Essa coreografia de egos inseguros performa imitações, indiretas, diretas, tudo enquanto se aliam conforme o lucro exige, mas não compartilham nada que possa ser chamado de afeto. Essa ausência é deliberada. Armstrong retira qualquer possibilidade de identificação emocional para expor a frieza maquinal que define a elite tecnológica. Quando a trama escala para uma tentativa de homicídio caricata — com direito a gasolina empurrada com um rodo — a metáfora se fecha: deuses digitais são, no mundo físico, tão abaláveis quanto qualquer um, lembrando incidentes no mínimo ridículos do Vale do Silício.

Steve Carell saiu de The Office para arcos dramáticos em filmes como Foxcatcher e Beautiful Boy (Foto: HBO Max)

O centro da crise é a Traam, uma IA capaz de gerar deepfakes quase indetectáveis, espalhando desinformação até que a própria ideia de verdade se desintegre.
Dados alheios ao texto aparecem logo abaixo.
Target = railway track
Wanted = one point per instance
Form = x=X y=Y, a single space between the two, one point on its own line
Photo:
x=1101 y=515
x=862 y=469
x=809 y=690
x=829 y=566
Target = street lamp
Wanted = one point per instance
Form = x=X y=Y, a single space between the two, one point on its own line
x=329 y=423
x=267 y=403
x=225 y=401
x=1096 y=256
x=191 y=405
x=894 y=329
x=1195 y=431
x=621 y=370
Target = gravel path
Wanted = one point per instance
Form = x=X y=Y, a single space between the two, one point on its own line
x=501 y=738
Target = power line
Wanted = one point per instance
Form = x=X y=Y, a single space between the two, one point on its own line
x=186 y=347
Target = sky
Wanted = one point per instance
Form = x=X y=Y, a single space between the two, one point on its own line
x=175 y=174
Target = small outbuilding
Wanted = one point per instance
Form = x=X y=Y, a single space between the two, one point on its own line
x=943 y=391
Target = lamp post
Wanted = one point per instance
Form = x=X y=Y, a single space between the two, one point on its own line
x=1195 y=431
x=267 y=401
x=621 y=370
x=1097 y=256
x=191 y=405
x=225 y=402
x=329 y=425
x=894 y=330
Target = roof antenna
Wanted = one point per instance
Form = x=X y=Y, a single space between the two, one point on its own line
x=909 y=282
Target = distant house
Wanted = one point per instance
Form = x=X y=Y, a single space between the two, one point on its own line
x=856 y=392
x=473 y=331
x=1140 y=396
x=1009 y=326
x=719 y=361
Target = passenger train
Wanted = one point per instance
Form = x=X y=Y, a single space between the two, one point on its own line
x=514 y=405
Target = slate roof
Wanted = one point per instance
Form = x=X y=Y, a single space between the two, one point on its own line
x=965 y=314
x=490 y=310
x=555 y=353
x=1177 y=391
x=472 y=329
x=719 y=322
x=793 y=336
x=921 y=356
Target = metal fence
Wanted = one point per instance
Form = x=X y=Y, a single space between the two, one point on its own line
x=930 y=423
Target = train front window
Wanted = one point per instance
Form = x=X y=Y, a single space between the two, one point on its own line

O colapso não vem com explosões, mas como notificações irritantes de iPhones. Venis, impassível, chama o caos de pequenos contratempos e compara o pânico global ao susto dos primeiros espectadores de cinema. Em termos de imaginário, Armstrong nos joga no deserto do real de Matrix. Quando todo mundo pode editar o mundo, a realidade vira interface.

Randall é a linha direta com o transumanismo. O doente terminal vê no upload de consciência não um ideal coletivo, mas um salvo-conduto pessoal para escapar da condição humana. A ambição lembra o projeto de instrumentalidade de Evangelion, a dissolução dos contornos individuais em nome de uma transcendência que promete cura às feridas do eu. Aqui, privatizada. E ainda encontra um eco em Pantheon, onde o upgrade da mente vira ativo corporativo. Venis é seu cúmplice filosófico, defendendo o longoprazismo como justificativa para ignorar o presente em nome de um futuro hipotético — a pílula vermelha.

Ao contrário de outras obras eat the rich como O Menu, Triângulo da Tristeza e Parasita, não há punição final nem retribuição moral. Depois da violência, o grupo recalibra seus acordos, exclui o que é obsoleto e segue mais forte. É a vitória da justiça e da otimização sobre a ética. Em vez da bala de Matrix ou do lampejo de empatia que por vezes atravessa os replicantes, Armstrong mantém tudo no terreno do A/B test: se dói, versiona-se; se pega mal, pivota-se. Resta saber se o diretor manterá sua prateleira de Emmys atualizada a cada ano, ou se os concorrentes de outros streamings vão levar essa.